Wednesday, 11/13/2013 9:25:14 PM

Wednesday, November 13, 2013 9:25:14 PM

Post# of 17759
The HF proposal is a good plan.

I would not be surprised to see that it falls within the main Republican aspirations and strangely, to many of the Democratic ones too. But some are more winners than others. If I understood the outline correctly, current common may not benefit as much. It will continue to exist as a 20.1% of the "old scheme" together with Treasuries 79.9%. Jrs., instead, will become the new common stock for the Newco. Jrs. in turn, will also have restrictions. Again, if I understood the plan correctly, there won't be any kind of distributions for the first 5 years and no possible exit. Not sure how to take this last part but it could also be that the new common shares may not trade for 5 years. Thus, the capital infusion is semi-permanent.

These are all good ideas, in my view. They add solidity to the proposal and erase any doubt as to a quick payout for the Jr. holders. It also appears that the plan has been conceived taking into account the whole universe of Jrs., so no distinctions between *theirs* and *ours*.

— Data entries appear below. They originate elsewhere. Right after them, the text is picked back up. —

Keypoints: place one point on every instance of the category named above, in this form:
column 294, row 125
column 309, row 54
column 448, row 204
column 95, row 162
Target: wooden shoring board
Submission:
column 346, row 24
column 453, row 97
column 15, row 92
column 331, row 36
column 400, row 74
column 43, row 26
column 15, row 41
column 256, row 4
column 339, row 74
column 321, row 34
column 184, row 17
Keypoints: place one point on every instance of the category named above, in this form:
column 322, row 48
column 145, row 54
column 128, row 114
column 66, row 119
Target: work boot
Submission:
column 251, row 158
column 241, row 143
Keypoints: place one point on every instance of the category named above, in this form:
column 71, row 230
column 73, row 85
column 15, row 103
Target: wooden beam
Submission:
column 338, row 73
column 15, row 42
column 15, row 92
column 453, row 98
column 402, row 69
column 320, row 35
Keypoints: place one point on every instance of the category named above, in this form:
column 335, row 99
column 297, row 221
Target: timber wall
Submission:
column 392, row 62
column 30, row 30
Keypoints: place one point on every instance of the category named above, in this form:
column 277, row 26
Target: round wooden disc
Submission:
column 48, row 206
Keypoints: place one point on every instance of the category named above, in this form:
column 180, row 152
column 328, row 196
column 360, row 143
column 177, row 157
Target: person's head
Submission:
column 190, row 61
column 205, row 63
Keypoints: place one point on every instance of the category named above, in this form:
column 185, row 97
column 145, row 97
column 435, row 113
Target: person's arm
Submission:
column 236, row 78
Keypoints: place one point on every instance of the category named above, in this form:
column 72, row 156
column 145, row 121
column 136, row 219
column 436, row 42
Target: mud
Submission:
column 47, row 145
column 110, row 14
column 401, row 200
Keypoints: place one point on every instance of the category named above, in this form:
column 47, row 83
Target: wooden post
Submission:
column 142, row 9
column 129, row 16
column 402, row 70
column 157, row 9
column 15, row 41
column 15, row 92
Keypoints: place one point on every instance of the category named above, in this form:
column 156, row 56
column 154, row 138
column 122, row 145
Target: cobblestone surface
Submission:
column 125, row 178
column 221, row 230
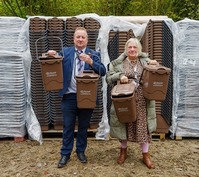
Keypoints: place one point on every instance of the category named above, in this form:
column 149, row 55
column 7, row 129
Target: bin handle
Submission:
column 48, row 38
column 161, row 70
column 91, row 71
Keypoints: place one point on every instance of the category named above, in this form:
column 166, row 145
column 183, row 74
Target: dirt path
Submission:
column 29, row 159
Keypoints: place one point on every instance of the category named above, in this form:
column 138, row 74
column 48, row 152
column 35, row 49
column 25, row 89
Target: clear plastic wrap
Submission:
column 185, row 119
column 16, row 115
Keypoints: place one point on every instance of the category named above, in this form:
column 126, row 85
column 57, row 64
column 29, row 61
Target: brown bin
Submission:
column 155, row 80
column 87, row 83
column 52, row 75
column 123, row 98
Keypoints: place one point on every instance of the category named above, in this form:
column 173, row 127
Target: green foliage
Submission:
column 185, row 9
column 174, row 9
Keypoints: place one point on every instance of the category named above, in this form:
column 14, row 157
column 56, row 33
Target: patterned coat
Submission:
column 115, row 70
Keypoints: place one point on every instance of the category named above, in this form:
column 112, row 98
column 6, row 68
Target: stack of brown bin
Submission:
column 47, row 105
column 56, row 39
column 158, row 42
column 40, row 98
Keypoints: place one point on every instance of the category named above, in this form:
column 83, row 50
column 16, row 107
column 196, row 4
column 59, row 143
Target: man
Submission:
column 90, row 60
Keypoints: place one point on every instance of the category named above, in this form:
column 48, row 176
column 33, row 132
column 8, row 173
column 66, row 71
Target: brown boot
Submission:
column 147, row 160
column 123, row 155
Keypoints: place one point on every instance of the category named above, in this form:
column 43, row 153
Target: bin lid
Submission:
column 123, row 89
column 157, row 68
column 87, row 74
column 45, row 56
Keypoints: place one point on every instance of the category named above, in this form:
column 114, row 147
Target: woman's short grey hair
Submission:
column 137, row 42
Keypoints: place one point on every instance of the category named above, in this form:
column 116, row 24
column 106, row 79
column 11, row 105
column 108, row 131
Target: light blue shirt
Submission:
column 72, row 87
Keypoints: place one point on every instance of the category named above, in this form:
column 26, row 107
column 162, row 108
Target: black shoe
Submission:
column 63, row 161
column 81, row 156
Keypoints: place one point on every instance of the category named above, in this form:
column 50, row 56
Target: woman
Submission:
column 129, row 65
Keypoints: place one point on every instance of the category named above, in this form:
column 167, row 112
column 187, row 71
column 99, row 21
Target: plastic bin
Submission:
column 87, row 83
column 155, row 80
column 52, row 75
column 123, row 97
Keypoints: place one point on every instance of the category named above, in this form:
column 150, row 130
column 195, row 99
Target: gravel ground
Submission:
column 29, row 159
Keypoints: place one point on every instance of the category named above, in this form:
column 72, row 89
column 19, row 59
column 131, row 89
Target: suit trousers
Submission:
column 70, row 113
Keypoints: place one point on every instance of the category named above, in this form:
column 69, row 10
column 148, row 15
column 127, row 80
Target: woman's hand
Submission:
column 124, row 79
column 86, row 58
column 153, row 62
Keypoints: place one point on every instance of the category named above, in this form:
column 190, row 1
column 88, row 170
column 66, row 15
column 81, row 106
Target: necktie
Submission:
column 79, row 62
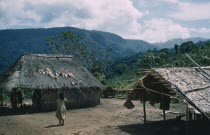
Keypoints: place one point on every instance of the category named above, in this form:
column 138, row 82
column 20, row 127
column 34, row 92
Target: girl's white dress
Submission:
column 61, row 109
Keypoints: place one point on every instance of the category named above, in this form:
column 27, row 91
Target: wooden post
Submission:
column 187, row 120
column 164, row 114
column 145, row 117
column 1, row 98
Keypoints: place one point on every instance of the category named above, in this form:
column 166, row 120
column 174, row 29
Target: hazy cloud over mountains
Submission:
column 150, row 20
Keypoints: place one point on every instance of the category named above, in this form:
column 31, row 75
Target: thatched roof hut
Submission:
column 189, row 84
column 51, row 74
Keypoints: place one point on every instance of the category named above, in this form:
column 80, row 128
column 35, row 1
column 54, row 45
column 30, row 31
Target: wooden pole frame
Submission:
column 1, row 98
column 144, row 102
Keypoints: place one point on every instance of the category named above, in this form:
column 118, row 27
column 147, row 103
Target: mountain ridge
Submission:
column 15, row 42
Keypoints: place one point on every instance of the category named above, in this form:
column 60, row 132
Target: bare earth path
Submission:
column 106, row 119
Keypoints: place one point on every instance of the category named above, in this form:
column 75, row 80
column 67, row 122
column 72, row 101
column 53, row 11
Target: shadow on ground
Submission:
column 5, row 111
column 169, row 127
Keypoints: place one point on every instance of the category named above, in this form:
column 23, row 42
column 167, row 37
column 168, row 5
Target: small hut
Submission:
column 191, row 85
column 45, row 75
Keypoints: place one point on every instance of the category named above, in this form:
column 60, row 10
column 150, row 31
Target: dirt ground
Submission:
column 109, row 118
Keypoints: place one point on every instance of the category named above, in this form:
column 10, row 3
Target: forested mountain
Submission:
column 178, row 41
column 123, row 72
column 13, row 43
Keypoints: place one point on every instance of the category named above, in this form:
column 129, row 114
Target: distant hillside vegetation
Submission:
column 13, row 43
column 178, row 41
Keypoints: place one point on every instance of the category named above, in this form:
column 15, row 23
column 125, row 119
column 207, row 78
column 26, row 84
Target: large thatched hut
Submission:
column 45, row 75
column 192, row 85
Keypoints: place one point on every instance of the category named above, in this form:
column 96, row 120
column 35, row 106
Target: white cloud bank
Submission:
column 191, row 11
column 116, row 16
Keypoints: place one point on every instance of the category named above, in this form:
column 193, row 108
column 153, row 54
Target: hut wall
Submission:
column 74, row 96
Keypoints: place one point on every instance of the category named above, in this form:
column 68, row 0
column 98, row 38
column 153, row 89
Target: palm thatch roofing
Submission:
column 190, row 84
column 47, row 71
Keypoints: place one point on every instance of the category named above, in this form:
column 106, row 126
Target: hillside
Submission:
column 13, row 43
column 178, row 41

The rights offering will be done to benefit the Jrs. I imagine that additional common shares of the Newco will be offered to already owners of the Newco (all of us) at a slight discount. This is where the expectation of additional 17+ billion comes from. I can see 100% of all HF with Jrs. position opening the wallets to buy more new common at a discount. If any of us can't or do not want to convert rights into new shares, the rights could be sold in the open market (I am going through right now with STXS, company who have just issued rights that trade in the marketplace under the symbol STXSR). The rights offering inherently speaks of long term investments so it also adds validity to this proposal.

In the end, the old Fannie and Freddie disappear under the plan. And the Newco will compete with any entrants with or without government guarantees.

What is fascinating about this plan is that Hedges want to pay Treasury for all what is owed. If I understood correctly, that is the full 187 billion. And it also honors the 79.9% stake in the old scheme. And until Treasury is paid in full, the 10% dividend applies. So Treasury rakes in: 10% dividends, additional 187 bill and whatever they can obtain from their 79.9% stake from the run-off business + all profits from the legacy portfolio which now has a majority of great holdings (mortgages bought that were written after 08').

I still have to find something that both Republicans and Democrats may not like about it as it does not interfere with the 30Y mortgage and social programs (FHA, Ginnie and other agencies can pick up that) neither with the securitization platform which remains under government control.

Please comment as I have only read it superficially.